Electronic structure of bulk manganese oxide and nickel oxide from coupled cluster theory

TL;DR

This paper applies coupled cluster theory to study the electronic structure of bulk MnO and NiO, providing new insights into their insulating behavior and electronic excitations, and introduces a novel implementation of periodic ab initio EOM-CCSD.

Contribution

It presents the first implementation of unrestricted periodic ab initio EOM-CCSD and applies it to analyze the electronic structure of MnO and NiO.

Findings

Fundamental gaps of 3.46 eV (MnO) and 4.83 eV (NiO) slightly overestimated.

Both materials are in the intermediate Mott/charge-transfer insulator regime.

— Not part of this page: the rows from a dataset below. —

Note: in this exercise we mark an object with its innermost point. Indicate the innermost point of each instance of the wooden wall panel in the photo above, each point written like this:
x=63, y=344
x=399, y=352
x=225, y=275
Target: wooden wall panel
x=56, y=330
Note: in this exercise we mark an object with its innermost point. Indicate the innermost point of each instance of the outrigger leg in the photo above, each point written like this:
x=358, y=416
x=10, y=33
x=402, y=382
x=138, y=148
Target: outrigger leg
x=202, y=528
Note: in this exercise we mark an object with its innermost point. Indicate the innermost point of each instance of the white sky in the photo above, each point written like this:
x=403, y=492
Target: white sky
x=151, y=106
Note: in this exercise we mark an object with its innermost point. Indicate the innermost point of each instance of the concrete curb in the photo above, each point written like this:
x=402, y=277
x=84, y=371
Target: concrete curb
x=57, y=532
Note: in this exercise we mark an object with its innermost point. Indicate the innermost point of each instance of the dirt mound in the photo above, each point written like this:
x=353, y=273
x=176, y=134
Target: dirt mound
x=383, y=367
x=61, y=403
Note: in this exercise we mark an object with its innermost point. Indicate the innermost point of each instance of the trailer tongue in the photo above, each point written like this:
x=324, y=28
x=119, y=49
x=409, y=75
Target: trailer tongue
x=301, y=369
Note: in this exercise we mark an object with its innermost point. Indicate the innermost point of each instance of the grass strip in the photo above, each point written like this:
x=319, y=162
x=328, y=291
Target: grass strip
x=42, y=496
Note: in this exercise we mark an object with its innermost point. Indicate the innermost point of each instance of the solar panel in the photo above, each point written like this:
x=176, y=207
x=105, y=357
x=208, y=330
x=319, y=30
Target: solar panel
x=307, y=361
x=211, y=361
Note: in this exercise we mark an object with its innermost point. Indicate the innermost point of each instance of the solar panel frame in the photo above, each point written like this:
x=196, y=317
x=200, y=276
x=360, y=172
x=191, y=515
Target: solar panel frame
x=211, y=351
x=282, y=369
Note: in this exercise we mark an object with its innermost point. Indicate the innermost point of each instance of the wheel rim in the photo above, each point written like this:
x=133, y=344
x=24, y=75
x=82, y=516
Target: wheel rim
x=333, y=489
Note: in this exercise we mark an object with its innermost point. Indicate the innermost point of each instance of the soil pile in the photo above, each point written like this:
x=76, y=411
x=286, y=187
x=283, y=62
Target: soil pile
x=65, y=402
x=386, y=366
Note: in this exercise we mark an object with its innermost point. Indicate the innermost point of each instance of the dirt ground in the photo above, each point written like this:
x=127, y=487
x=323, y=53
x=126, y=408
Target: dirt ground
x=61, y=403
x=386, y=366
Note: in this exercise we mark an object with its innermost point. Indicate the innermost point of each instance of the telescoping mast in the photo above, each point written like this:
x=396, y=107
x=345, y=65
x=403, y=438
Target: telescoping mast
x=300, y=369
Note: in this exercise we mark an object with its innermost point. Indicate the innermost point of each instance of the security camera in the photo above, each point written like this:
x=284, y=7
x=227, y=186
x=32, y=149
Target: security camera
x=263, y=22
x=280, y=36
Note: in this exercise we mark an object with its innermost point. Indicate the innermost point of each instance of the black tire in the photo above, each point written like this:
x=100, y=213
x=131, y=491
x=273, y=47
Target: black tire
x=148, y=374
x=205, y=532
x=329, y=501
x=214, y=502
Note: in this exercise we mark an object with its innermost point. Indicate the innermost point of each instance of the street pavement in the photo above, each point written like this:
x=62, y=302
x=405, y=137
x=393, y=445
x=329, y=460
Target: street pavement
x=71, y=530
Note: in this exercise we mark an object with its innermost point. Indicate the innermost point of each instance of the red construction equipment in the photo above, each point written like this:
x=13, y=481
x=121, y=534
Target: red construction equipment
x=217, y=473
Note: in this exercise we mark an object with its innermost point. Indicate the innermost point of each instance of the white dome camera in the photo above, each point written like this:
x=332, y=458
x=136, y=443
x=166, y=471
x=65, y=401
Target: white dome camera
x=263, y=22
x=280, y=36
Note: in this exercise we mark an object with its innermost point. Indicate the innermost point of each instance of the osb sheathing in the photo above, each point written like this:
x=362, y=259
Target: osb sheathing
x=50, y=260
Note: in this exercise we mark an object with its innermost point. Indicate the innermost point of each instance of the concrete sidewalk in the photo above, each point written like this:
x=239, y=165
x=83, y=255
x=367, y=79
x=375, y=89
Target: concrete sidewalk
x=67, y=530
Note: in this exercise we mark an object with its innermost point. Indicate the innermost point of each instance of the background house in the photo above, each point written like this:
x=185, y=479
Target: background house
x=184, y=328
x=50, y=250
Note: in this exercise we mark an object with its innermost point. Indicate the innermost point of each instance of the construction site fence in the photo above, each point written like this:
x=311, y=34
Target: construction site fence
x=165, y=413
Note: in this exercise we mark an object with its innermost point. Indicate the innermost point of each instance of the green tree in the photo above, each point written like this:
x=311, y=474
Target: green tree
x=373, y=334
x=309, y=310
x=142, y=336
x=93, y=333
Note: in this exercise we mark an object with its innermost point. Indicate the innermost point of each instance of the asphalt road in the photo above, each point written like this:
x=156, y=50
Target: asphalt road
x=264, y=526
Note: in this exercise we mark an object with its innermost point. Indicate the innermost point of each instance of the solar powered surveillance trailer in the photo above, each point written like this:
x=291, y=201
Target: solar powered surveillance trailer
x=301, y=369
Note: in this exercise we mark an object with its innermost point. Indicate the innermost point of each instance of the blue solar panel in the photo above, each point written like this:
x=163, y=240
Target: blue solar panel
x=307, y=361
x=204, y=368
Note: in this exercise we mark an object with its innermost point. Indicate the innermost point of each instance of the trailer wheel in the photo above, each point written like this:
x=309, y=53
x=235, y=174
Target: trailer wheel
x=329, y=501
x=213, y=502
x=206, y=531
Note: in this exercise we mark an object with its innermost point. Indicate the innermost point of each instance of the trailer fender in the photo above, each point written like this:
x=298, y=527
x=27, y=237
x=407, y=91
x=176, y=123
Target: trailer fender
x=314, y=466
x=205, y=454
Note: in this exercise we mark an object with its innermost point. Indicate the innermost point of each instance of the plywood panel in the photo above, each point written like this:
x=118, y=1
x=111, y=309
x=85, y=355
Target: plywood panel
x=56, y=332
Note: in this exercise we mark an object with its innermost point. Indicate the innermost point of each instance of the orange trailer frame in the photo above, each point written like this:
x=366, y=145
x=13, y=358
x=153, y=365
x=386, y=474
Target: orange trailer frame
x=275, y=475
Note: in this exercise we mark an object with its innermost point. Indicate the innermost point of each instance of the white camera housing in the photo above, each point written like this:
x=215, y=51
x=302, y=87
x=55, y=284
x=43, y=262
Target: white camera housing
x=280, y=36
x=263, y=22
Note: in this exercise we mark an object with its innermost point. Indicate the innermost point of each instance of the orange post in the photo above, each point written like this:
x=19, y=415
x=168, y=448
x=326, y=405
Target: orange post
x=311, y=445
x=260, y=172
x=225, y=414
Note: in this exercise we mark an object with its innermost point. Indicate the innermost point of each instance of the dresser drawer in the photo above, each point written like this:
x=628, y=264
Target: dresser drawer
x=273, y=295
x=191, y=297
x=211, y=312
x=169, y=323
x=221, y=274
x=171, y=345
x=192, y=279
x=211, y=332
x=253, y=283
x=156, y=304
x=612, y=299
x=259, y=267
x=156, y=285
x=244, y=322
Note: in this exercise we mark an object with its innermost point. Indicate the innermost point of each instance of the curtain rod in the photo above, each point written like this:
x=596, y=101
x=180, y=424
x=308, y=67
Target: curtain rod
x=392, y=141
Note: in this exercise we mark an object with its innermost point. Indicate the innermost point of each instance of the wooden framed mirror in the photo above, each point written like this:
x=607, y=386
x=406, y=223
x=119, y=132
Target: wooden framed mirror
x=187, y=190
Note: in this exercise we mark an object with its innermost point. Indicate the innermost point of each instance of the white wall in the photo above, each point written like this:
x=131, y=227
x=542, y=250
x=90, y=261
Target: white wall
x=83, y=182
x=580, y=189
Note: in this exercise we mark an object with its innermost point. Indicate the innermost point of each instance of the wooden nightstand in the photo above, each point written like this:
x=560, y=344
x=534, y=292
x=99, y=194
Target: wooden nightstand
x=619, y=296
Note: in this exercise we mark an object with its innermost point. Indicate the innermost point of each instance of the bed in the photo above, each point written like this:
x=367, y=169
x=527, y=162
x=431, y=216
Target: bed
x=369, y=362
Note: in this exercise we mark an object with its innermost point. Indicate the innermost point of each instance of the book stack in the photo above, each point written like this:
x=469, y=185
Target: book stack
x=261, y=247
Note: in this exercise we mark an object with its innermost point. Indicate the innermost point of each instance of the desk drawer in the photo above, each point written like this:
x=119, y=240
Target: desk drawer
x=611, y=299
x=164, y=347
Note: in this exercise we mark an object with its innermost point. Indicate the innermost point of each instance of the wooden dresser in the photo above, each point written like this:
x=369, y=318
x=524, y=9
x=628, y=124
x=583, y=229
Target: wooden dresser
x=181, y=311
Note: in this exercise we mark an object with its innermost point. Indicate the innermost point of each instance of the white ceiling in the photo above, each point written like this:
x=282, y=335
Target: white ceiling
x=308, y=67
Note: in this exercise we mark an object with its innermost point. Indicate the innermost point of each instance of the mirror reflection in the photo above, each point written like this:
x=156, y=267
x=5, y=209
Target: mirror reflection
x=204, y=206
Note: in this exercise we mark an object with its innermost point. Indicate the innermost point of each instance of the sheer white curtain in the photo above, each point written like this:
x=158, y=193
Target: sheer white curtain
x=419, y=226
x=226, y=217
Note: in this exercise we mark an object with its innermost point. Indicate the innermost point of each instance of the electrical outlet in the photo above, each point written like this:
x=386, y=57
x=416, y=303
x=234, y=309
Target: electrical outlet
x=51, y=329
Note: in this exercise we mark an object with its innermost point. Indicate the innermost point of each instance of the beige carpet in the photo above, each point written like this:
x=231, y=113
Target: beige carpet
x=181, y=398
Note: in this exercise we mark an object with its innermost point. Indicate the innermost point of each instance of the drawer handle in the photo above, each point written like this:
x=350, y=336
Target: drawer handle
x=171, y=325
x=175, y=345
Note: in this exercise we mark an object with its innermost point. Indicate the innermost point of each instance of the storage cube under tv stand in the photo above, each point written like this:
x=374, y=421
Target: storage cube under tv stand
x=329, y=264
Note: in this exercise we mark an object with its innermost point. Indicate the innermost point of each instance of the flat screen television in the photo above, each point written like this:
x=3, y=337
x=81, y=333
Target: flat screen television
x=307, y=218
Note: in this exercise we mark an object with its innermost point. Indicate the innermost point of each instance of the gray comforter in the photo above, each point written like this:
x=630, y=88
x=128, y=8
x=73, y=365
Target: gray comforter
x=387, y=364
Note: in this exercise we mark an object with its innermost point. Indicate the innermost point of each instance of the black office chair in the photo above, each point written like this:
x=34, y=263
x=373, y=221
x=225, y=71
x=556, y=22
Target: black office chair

Near the Γ point, the lowest conduction quasiparticles are of s character.

Abstract

We describe the ground- and excited-state electronic structure of bulk MnO and NiO, two prototypical correlated electron materials, using coupled cluster theory with single and double excitations (CCSD). As a corollary, this work also reports the first implementation of unrestricted periodic ab initio equation-of motion CCSD. Starting from a Hartree-Fock reference, we find fundamental gaps of 3.46 eV and 4.83 eV for MnO and NiO respectively for the 16 unit supercell, slightly overestimated compared to experiment, although finite-size scaling suggests that the gap is more severely overestimated in the thermodynamic limit. From the character of the correlated electronic bands we find both MnO and NiO to lie in the intermediate Mott/charge-transfer insulator regime, although NiO appears as a charge transfer insulator when only the fundamental gap is considered. While the lowest quasiparticle excitations are of metal 3d and O 2p character in most of the Brillouin zone, near the {\Gamma} point, the lowest conduction band quasiparticles are of s character. Our study supports the potential of coupled cluster theory to provide high level many-body insights into correlated solids.